“Nessun verdetto mi ridarà mio figlio ma per quell’uomo non provo odio”

25/05/2016 14:03

LA REPUBBLICA (F. ANGELI) - «Mia nipote di 12 anni mi ha appena scritto un sms: “Andrà tutto bene, ti amo”». Sorride Antonella Leardi, la mamma di Ciro Esposito, tre minuti prima che la III Corte d’Assise, riunita in camera di consiglio, rientri in aula per leggere la sentenza. E mentre sorride stringe forte tra le mani il cellulare con l’immagine del figlio stampata sulla custodia plastificata. Alle 13.30, puntuale, arriva la sentenza.
Signora Leandri, 26 anni per l’assassino di suo figlio, è soddisfatta?
«Si può essere soddisfatti quando ormai si è perso un figlio? No, una madre a cui uccidono un figlio non può mai essere abbastanza soddisfatta, nessun anno di galera potrà mai restituirmelo. Posso però dire che la giustizia è stata giusta».
Cosa intende?
«La mia vita non è più la stessa, nulla potrà mai ripagare ciò che era mio figlio. Ma sa cosa mi dà quel briciolo di soddisfazione? Il fatto che questa sentenza possa essere un monito e che altre mamme non soffrano più solo perché il figlio decide di andare a vedere una partita di pallone. Lo sport deve essere divertimento, allegria; tragedie così non devono più accadere. E allora sì, da questo punto di vista posso affermare di avere una piccola soddisfazione».
I pubblici ministeri avevano chiesto l’ergastolo però.
«Tecnicamente la condanna di oggi è come se lo fosse, un ergastolo. Se devo essere sincera questo processo è stato guidato in modo egregio e assistere alle udienze mi ha ridato tanta speranza e fiducia, quella che mi dava Ciro quando era vivo. Le prove portate in quest’aula sono state tante e non poteva che finire con una condanna. Questa mattina poi ero serena e questo è stato un segno divino che tutto sarebbe andato bene secondo giustizia. E così è stato».
Cosa prova nei confronti di Daniele ?
«Io Daniele l’ho perdonato il 4 maggio, il giorno dopo gli scontri, non ho mai provato odio per lui ma ho sempre preteso giustizia. Ed è questo atteggiamento secondo me quello più giusto per onorare mio figlio, nato e cresciuto nell’amore e nel rispetto altrui ».
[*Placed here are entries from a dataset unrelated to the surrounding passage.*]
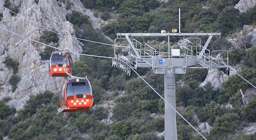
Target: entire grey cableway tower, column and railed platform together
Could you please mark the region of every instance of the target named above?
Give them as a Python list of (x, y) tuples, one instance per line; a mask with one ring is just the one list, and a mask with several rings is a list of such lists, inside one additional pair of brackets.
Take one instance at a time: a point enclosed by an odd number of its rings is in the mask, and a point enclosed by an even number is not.
[[(175, 109), (175, 74), (185, 74), (187, 68), (206, 68), (218, 69), (229, 75), (229, 68), (227, 50), (208, 49), (212, 37), (220, 37), (220, 33), (176, 33), (176, 29), (172, 31), (117, 33), (112, 66), (129, 75), (132, 73), (131, 68), (152, 68), (154, 74), (163, 74), (164, 98)], [(170, 46), (170, 37), (179, 38), (177, 45)], [(206, 38), (204, 44), (201, 42), (203, 37)], [(150, 43), (145, 42), (146, 38), (164, 38), (167, 51), (152, 40)], [(165, 140), (177, 140), (176, 112), (166, 103), (164, 130)]]

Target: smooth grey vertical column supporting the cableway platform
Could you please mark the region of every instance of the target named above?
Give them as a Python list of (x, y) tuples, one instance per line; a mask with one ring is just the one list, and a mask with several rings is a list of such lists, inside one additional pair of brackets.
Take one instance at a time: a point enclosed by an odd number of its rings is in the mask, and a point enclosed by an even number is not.
[[(175, 69), (165, 68), (164, 99), (175, 109)], [(164, 103), (164, 140), (177, 140), (176, 112)]]

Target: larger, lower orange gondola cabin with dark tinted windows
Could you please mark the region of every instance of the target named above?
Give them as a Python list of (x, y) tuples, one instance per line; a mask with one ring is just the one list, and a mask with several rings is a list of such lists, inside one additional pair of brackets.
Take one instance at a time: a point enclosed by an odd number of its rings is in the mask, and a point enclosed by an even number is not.
[(60, 90), (62, 112), (90, 110), (92, 104), (92, 88), (87, 77), (64, 81)]

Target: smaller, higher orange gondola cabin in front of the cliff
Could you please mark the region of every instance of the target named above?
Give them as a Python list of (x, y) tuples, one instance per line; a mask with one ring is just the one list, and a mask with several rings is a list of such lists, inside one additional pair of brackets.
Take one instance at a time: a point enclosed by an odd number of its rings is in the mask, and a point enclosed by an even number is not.
[(72, 74), (72, 58), (70, 53), (52, 53), (50, 62), (49, 62), (49, 75), (52, 77), (67, 77), (64, 68), (66, 64), (66, 71), (69, 74)]

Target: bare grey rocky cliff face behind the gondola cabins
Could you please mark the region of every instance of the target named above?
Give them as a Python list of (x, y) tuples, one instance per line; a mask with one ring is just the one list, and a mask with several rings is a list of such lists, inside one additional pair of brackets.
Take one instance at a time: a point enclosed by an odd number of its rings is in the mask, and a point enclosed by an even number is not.
[[(41, 60), (40, 52), (45, 45), (36, 43), (43, 31), (54, 28), (57, 32), (68, 32), (74, 36), (74, 27), (66, 21), (65, 15), (71, 10), (86, 13), (80, 0), (70, 0), (71, 7), (67, 10), (62, 1), (56, 0), (10, 0), (11, 5), (18, 8), (18, 15), (10, 14), (3, 8), (4, 0), (0, 0), (0, 13), (3, 14), (0, 27), (11, 32), (0, 29), (0, 100), (10, 98), (8, 105), (21, 109), (30, 95), (35, 95), (46, 90), (58, 92), (64, 78), (50, 77), (48, 74), (49, 60)], [(75, 53), (82, 52), (80, 43), (76, 39), (67, 37), (66, 45), (64, 36), (59, 35), (60, 49), (67, 49)], [(12, 92), (12, 86), (8, 82), (13, 75), (12, 68), (4, 64), (4, 60), (12, 58), (19, 62), (18, 73), (21, 80), (16, 90)], [(72, 56), (74, 60), (79, 56)]]

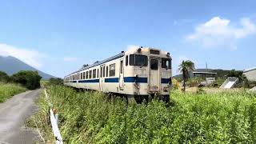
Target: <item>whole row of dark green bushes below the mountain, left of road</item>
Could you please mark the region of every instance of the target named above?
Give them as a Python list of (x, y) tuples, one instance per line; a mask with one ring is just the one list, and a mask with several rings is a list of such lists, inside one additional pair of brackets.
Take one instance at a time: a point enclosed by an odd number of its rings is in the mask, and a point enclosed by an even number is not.
[(41, 76), (38, 71), (21, 70), (16, 74), (9, 76), (4, 71), (0, 71), (0, 82), (13, 82), (18, 83), (28, 90), (35, 90), (40, 87)]

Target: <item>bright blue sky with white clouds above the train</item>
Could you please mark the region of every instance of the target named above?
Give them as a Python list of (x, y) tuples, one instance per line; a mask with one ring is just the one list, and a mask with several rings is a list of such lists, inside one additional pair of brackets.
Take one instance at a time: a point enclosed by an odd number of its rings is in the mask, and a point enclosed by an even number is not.
[(129, 46), (158, 47), (197, 68), (256, 61), (256, 1), (10, 1), (0, 4), (0, 55), (58, 77)]

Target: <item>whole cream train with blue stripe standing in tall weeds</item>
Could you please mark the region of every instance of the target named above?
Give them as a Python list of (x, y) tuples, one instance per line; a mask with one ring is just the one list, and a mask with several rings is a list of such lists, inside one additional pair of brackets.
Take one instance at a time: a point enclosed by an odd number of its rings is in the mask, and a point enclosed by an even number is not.
[(170, 53), (166, 51), (149, 47), (132, 48), (67, 75), (64, 85), (134, 96), (137, 102), (149, 95), (158, 95), (169, 101), (171, 60)]

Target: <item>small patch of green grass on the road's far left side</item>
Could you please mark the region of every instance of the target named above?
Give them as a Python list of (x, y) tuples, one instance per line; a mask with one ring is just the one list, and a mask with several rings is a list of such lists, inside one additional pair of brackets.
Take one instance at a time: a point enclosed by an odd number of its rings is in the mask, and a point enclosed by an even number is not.
[(5, 102), (6, 99), (11, 98), (15, 94), (26, 91), (26, 88), (14, 83), (0, 82), (0, 103)]

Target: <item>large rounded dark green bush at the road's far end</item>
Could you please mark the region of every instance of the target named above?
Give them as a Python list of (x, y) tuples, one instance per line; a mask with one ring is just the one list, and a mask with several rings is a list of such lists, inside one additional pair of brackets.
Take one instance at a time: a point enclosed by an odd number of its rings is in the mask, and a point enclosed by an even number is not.
[(35, 90), (40, 87), (41, 76), (38, 71), (22, 70), (11, 76), (13, 82), (25, 86), (29, 90)]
Come fa a trovare tutta questa forza?
«All’odio non si risponde con altro odio. Vede, Ciro è stato ucciso per odio, in un contesto di estremo astio legato a una diversa veduta tra tifoserie. Se io provassi odio, quel sentimento che mi ha portato via mio figlio, quel sentimento stupido che non porta a nulla e da nessuna parte, sarei uguale a chi ha premuto quel grilletto. Io non sono così e questo dolore immenso che provo non ha cambiato il mio modo di essere».
Perdonare aiuta a superare il dolore?
«Sì, io voglio costruire un futuro migliore, voglio che queste tragedie immani non accadano più. Ed è questo che mi fa andare avanti a testa alta, con dignità e sopravvivere a un qualcosa che ti uccide dentro».
Sabato scorso a Roma c’è stato un accoltellamento dopo la finale di Coppa Italia. È sicura che una sentenza possa essere un monito?
«Non ne sono sicura ma ci spero. Ventisei anni chiusi in un carcere sono tanti. Spero che tutti possano riflettere su questo prima di impugnare un’arma per una partita di pallone».
La pensano così anche gli altri suoi due figli?
«Li ho educati così. Oggi siamo stati in quest’aula per un dovere verso Ciro che è sempre con no; lui era quello di mezzo dei tre figli, il suo sogno era andare a vivere in Inghilterra con la fidanzata. Avrebbe compiuto 31 anni se non me lo avessero portato via».